April 16, 1917. On the ground in France, it appears that the German army has retreated, but Allied reconnaissance planes have reported to a British battalion that it is in fact a tactical withdrawal. Since the Germans have cut the telephone lines to the British trenches, Lance Corporals Will Schofield and Tom Blake are given instructions by General Erinmore that they must deliver a message to Colonel Mackenzie of the Devonshire Regiment's Second Battalion by hand; the message will tell the Colonel that the planned attack is to be called off because it will lead to many casualties. Heightening the stakes is the fact that Tom's brother, Joseph Blake, is among the men fighting in the Second Battalion.

No-man's land, the gap between British and German trenches that belongs to neither side, stands between the soldiers and the abandoned German trenches. Schofield is almost killed when a booby trap goes off in the abandoned barracks, but Blake saves him. They then see a German plane being shot down in a dogfight with an Allied plane. When they try to save the pilot, he stabs Blake. Schofield tries to administer aid to Blake, and makes a promise to complete their mission and find his brother. Schofield takes Blake's dog tags to give to his family after Blake dies.

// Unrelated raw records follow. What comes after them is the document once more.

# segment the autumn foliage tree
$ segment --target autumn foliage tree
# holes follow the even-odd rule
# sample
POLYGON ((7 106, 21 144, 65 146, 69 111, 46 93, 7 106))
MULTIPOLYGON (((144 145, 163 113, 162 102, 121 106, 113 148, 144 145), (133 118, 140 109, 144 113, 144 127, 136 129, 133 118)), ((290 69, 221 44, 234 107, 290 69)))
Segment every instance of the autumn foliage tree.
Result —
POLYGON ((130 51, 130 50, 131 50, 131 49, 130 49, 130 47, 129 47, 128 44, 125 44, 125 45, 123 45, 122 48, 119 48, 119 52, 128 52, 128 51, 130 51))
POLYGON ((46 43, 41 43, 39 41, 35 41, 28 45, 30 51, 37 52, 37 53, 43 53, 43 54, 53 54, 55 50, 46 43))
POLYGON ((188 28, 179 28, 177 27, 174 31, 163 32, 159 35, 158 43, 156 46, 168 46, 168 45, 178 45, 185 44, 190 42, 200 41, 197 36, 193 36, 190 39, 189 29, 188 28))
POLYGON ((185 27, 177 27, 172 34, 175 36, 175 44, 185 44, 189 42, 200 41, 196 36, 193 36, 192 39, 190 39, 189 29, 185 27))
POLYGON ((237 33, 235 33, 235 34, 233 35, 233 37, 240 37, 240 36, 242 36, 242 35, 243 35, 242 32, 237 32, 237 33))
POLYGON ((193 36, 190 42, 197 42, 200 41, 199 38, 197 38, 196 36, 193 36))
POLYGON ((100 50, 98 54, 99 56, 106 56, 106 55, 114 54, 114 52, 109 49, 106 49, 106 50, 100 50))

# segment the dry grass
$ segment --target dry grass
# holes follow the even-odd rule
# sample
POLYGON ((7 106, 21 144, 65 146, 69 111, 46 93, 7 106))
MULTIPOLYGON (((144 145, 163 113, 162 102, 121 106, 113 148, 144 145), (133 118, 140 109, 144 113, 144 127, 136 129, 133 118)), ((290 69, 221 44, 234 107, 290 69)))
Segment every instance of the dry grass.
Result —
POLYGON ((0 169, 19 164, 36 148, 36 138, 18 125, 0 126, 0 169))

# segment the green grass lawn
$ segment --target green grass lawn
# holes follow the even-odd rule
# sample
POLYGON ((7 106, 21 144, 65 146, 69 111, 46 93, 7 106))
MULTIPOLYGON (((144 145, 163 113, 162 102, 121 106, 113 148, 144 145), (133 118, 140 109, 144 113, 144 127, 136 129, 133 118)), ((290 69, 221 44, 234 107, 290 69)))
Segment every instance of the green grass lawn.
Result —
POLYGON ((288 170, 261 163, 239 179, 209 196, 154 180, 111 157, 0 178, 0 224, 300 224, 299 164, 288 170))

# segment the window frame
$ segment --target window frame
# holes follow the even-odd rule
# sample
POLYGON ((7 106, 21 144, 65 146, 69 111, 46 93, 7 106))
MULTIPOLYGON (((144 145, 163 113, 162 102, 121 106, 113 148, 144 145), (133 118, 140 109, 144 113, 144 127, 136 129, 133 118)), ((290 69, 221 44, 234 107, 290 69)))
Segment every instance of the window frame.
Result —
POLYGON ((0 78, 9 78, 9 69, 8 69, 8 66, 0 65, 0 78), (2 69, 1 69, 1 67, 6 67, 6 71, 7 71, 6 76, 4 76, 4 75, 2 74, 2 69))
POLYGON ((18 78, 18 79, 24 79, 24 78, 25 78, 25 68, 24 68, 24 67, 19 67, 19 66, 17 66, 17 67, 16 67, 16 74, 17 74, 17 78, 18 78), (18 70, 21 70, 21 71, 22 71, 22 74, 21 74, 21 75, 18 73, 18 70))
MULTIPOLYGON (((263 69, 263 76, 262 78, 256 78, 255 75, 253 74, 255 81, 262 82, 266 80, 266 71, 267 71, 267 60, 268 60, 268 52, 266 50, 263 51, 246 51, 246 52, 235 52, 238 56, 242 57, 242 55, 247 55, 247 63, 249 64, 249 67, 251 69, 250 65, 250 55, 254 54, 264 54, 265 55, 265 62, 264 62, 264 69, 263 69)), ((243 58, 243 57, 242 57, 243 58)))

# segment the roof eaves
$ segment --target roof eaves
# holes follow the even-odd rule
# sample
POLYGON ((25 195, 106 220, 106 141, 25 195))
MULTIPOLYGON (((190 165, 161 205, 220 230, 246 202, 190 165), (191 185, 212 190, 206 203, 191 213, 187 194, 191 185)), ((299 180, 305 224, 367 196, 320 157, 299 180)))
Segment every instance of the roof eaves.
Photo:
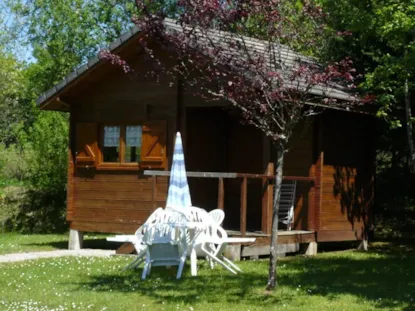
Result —
MULTIPOLYGON (((117 49, 118 47, 120 47, 122 44, 124 44, 125 42, 127 42, 128 40, 130 40, 139 31, 140 31, 140 29, 139 29, 138 26, 131 27, 128 31, 126 31, 125 33, 123 33, 119 38, 117 38, 116 40, 114 40, 113 42, 110 43, 109 50, 110 51, 114 51, 115 49, 117 49)), ((97 65, 100 62, 100 60, 101 59, 98 56, 94 56, 94 57, 88 59, 88 62, 87 63, 81 65, 78 68, 75 68, 74 71, 72 71, 69 74, 67 74, 62 79, 62 81, 60 81, 57 85, 55 85, 54 87, 50 88, 49 90, 47 90, 43 94, 41 94, 38 97, 38 99, 36 100, 36 105, 37 106, 40 106, 43 103, 45 103, 47 100, 49 100, 54 95, 56 95, 56 93, 58 93, 59 91, 63 90, 64 88, 66 88, 69 83, 71 83, 72 81, 74 81, 75 79, 77 79, 79 76, 81 76, 82 74, 84 74, 85 72, 87 72, 89 69, 91 69, 92 67, 94 67, 95 65, 97 65)))

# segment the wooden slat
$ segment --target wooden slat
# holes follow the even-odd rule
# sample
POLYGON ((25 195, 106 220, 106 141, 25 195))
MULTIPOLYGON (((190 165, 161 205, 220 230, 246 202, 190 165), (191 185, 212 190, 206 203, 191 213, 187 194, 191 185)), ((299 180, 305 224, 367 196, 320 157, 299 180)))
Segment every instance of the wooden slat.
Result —
POLYGON ((119 219, 126 221, 129 220, 145 220, 152 210, 136 210, 136 209, 127 209, 127 208, 102 208, 102 207, 83 207, 78 208, 75 212, 74 218, 79 219, 80 217, 91 217, 91 221, 96 219, 107 219, 111 221, 112 219, 119 219))
POLYGON ((246 234, 246 205, 247 205, 247 188, 248 188, 248 179, 245 177, 242 179, 241 183, 241 235, 245 236, 246 234))
POLYGON ((139 225, 126 223, 105 223, 105 222, 90 222, 87 220, 74 220, 70 224, 70 228, 82 232, 103 232, 103 233, 124 233, 133 234, 139 225))
MULTIPOLYGON (((93 172, 91 170, 77 170, 75 175, 76 182, 132 182, 132 183, 150 183, 151 177, 144 176, 137 172, 128 171, 105 171, 105 172, 93 172)), ((168 177, 158 177, 158 183, 168 183, 168 177)))
POLYGON ((357 175, 358 170, 356 167, 347 167, 347 166, 333 166, 333 165, 324 165, 324 175, 325 176, 333 176, 338 173, 342 174, 349 174, 349 175, 357 175))
POLYGON ((321 230, 317 232, 318 242, 355 241, 362 239, 363 231, 357 230, 321 230))
MULTIPOLYGON (((157 193, 156 201, 163 201, 166 199, 167 193, 157 193)), ((151 191, 121 191, 121 190, 78 190, 75 189, 75 199, 113 199, 113 200, 138 200, 138 201, 152 201, 151 191)))
MULTIPOLYGON (((356 222, 354 227, 363 225, 363 223, 356 222)), ((350 221, 329 221, 321 224, 320 230, 351 230, 353 228, 350 221)))
MULTIPOLYGON (((76 181, 75 187, 77 190, 88 191, 88 190, 98 190, 98 191, 134 191, 134 192, 143 192, 143 191, 152 191, 153 183, 149 182, 116 182, 116 181, 76 181)), ((167 191, 167 183, 157 183, 157 189, 160 191, 167 191)))
POLYGON ((218 178, 218 209, 223 210, 225 205, 225 186, 223 178, 218 178))
MULTIPOLYGON (((164 206, 165 200, 156 201, 157 206, 164 206)), ((79 198, 74 202, 75 209, 78 208, 108 208, 108 209, 134 209, 142 211, 151 211, 153 209, 152 201, 140 200, 114 200, 114 199, 88 199, 79 198)))
MULTIPOLYGON (((345 222, 348 226, 350 226, 350 221, 347 219, 347 214, 342 213, 330 213, 330 214, 321 214, 321 225, 324 226, 325 224, 330 224, 332 222, 345 222)), ((354 223, 363 223, 362 220, 355 220, 354 223)))

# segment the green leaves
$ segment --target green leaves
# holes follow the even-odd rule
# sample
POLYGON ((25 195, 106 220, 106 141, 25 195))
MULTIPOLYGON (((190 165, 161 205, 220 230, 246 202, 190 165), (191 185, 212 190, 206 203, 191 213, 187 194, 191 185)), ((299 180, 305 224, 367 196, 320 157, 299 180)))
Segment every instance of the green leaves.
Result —
POLYGON ((415 2, 319 1, 329 12, 332 29, 353 33, 341 41, 333 40, 327 56, 350 55, 365 75, 361 90, 378 98, 378 116, 390 122, 392 128, 401 126, 395 119, 402 119, 404 81, 415 78, 415 2))
POLYGON ((24 43, 33 47, 37 95, 132 26, 134 5, 121 0, 14 0, 8 2, 26 26, 24 43))

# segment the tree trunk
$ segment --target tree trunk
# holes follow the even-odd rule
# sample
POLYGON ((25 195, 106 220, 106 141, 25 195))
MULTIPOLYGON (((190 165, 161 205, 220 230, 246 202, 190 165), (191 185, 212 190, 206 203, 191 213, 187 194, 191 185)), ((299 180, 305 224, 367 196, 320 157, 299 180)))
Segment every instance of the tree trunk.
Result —
POLYGON ((412 112, 411 112, 411 100, 409 96, 408 79, 405 80, 405 114, 406 114, 406 133, 408 138, 409 154, 410 154, 410 166, 413 172, 415 172, 415 146, 412 136, 412 112))
POLYGON ((276 145, 276 169, 275 169, 275 191, 274 204, 272 208, 272 232, 271 232, 271 252, 269 257, 269 275, 266 289, 272 290, 277 286, 277 246, 278 246, 278 212, 280 207, 282 168, 284 164, 284 146, 276 145))

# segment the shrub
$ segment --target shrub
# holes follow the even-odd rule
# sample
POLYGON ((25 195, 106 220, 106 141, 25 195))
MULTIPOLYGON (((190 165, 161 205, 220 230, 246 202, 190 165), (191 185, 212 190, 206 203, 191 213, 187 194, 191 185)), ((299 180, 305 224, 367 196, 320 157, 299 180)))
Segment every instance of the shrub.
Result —
POLYGON ((0 146, 0 216, 15 231, 65 231, 67 117, 42 112, 19 140, 20 147, 0 146), (16 183, 21 187, 10 187, 16 183))
POLYGON ((0 179, 23 181, 29 177, 28 154, 31 150, 5 144, 0 144, 0 179))

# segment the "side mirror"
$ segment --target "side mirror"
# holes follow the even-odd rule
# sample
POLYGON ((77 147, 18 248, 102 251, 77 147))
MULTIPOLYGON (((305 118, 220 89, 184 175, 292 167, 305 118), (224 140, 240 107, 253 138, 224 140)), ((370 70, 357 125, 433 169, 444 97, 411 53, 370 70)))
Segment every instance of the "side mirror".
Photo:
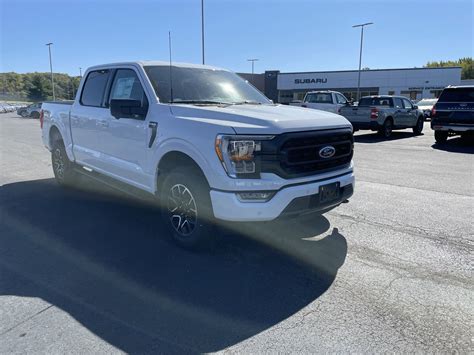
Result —
POLYGON ((135 118, 143 119, 148 107, 142 107, 140 100, 112 99, 110 100, 110 114, 116 119, 135 118))
POLYGON ((414 108, 415 110, 418 110, 418 105, 413 105, 413 108, 414 108))

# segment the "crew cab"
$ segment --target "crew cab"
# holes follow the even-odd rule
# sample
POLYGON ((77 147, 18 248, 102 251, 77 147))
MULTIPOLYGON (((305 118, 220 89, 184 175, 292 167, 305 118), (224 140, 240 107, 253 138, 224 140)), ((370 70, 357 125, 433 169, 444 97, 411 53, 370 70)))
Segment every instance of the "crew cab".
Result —
POLYGON ((355 131, 377 131, 384 138, 389 138, 394 129, 413 128, 415 135, 423 131, 423 111, 403 96, 364 96, 357 106, 342 107, 340 114, 355 131))
POLYGON ((59 184, 88 174, 147 195, 184 247, 219 220, 321 213, 353 194, 344 117, 273 104, 216 67, 94 66, 73 103, 43 104, 41 125, 59 184))
POLYGON ((431 110, 435 140, 444 143, 448 136, 474 135, 474 86, 450 86, 443 90, 431 110))
POLYGON ((303 102, 290 103, 292 106, 308 107, 322 111, 339 113, 341 107, 349 104, 346 97, 337 91, 309 91, 303 102))

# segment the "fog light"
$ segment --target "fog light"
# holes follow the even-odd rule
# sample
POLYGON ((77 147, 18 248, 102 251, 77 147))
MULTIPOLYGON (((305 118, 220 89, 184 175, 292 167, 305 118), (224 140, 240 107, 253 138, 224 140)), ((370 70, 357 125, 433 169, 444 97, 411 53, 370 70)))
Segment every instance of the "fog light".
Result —
POLYGON ((273 191, 252 191, 238 192, 237 196, 242 201, 266 202, 270 200, 275 193, 273 191))

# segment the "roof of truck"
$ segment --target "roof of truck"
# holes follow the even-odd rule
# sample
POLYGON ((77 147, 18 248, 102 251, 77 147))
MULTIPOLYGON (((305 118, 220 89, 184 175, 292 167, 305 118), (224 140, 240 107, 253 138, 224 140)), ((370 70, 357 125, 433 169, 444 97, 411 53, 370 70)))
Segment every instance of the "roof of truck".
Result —
MULTIPOLYGON (((130 62, 117 62, 117 63, 106 63, 100 65, 94 65, 89 67, 90 69, 103 69, 109 67, 117 67, 121 65, 139 65, 142 67, 146 66, 169 66, 169 61, 158 61, 158 60, 137 60, 137 61, 130 61, 130 62)), ((192 64, 192 63, 180 63, 180 62, 172 62, 171 64, 173 67, 181 67, 181 68, 200 68, 200 69, 209 69, 209 70, 225 70, 229 71, 228 69, 214 67, 210 65, 202 65, 202 64, 192 64)))

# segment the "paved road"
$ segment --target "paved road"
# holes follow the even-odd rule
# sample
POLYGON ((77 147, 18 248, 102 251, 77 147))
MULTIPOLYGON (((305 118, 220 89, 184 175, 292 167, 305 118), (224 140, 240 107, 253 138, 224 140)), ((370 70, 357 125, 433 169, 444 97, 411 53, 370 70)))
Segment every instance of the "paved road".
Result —
POLYGON ((196 254, 138 201, 58 187, 39 134, 0 115, 0 353, 473 351, 472 145, 357 133, 349 204, 196 254))

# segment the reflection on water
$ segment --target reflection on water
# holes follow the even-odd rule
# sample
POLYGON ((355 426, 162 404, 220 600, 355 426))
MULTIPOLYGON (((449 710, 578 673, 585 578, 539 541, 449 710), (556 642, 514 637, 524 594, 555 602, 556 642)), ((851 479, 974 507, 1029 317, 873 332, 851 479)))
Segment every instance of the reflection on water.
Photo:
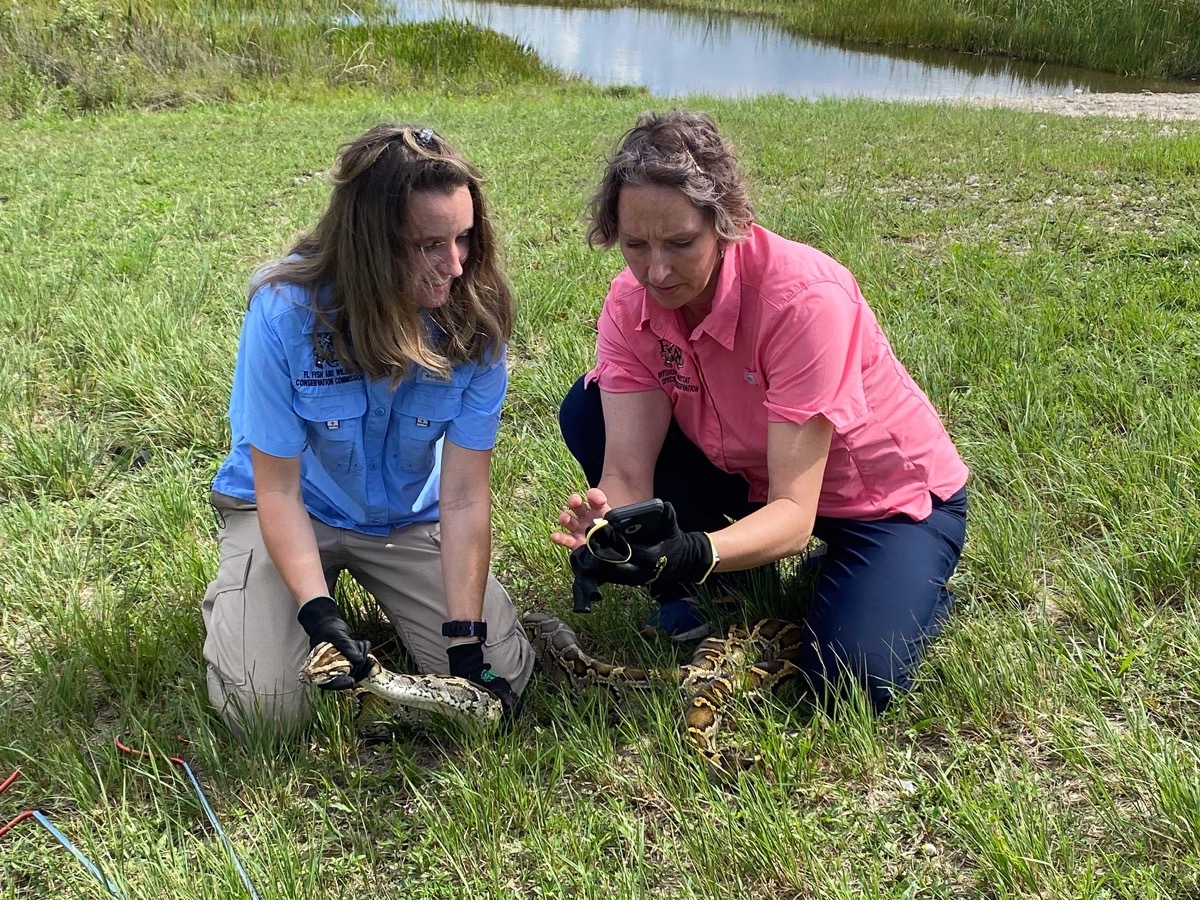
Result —
POLYGON ((556 9, 471 0, 396 0, 396 19, 455 19, 516 38, 597 84, 673 97, 1036 97, 1076 91, 1195 90, 1063 66, 946 51, 835 46, 747 19, 645 9, 556 9))

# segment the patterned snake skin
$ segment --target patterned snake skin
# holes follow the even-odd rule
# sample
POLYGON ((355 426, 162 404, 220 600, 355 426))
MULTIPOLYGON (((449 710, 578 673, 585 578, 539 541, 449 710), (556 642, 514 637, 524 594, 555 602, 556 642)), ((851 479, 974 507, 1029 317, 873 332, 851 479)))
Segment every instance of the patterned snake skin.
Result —
POLYGON ((772 690, 799 675, 794 660, 804 643, 800 626, 762 619, 749 629, 733 627, 723 638, 701 641, 691 661, 678 669, 614 666, 589 656, 565 622, 544 613, 526 613, 521 621, 542 665, 572 688, 607 687, 618 695, 655 683, 678 684, 687 703, 684 734, 709 767, 730 774, 756 766, 761 756, 718 743, 725 707, 735 694, 772 690))
MULTIPOLYGON (((465 678, 452 675, 403 675, 391 672, 370 657, 371 671, 355 686, 358 719, 379 717, 378 703, 387 701, 387 709, 399 721, 421 721, 433 713, 464 725, 495 728, 503 706, 500 700, 465 678)), ((300 681, 320 686, 337 675, 350 672, 350 663, 332 644, 319 644, 308 655, 300 670, 300 681)))

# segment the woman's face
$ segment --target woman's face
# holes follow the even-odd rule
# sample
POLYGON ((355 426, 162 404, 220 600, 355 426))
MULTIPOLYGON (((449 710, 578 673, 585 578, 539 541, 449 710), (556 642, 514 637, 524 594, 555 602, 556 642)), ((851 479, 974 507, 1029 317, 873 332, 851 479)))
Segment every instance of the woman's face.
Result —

Schofield crosses what is left of the bridge at Écoust-Saint-Mein, a small bombed-out village. After getting shot at by a sniper, Schofield manages to kill the sniper and rest for a moment in a basement, where he meets a French woman who is hiding from German troops. He then runs through German territory and jumps into a river, which carries him over a waterfall. At the bottom, he climbs to shore and finds himself in the forest where the Second Battalion is preparing for the attack that Erinmore is trying to call off. Schofield runs to deliver the letter, racing across the battlefield and barging into a tactical meeting that Mackenzie is presiding over. Mackenzie reads the message and calls off the attack.

Schofield goes to the front of the British line and finds Joseph Blake to tell him that his brother has been killed. He gives Joseph the dog tags he had taken from Blake and sits down to write a letter to Blake's mother, as he had promised. Before he begins to write, he takes out photographs of his wife and two little girls who are waiting for him at home.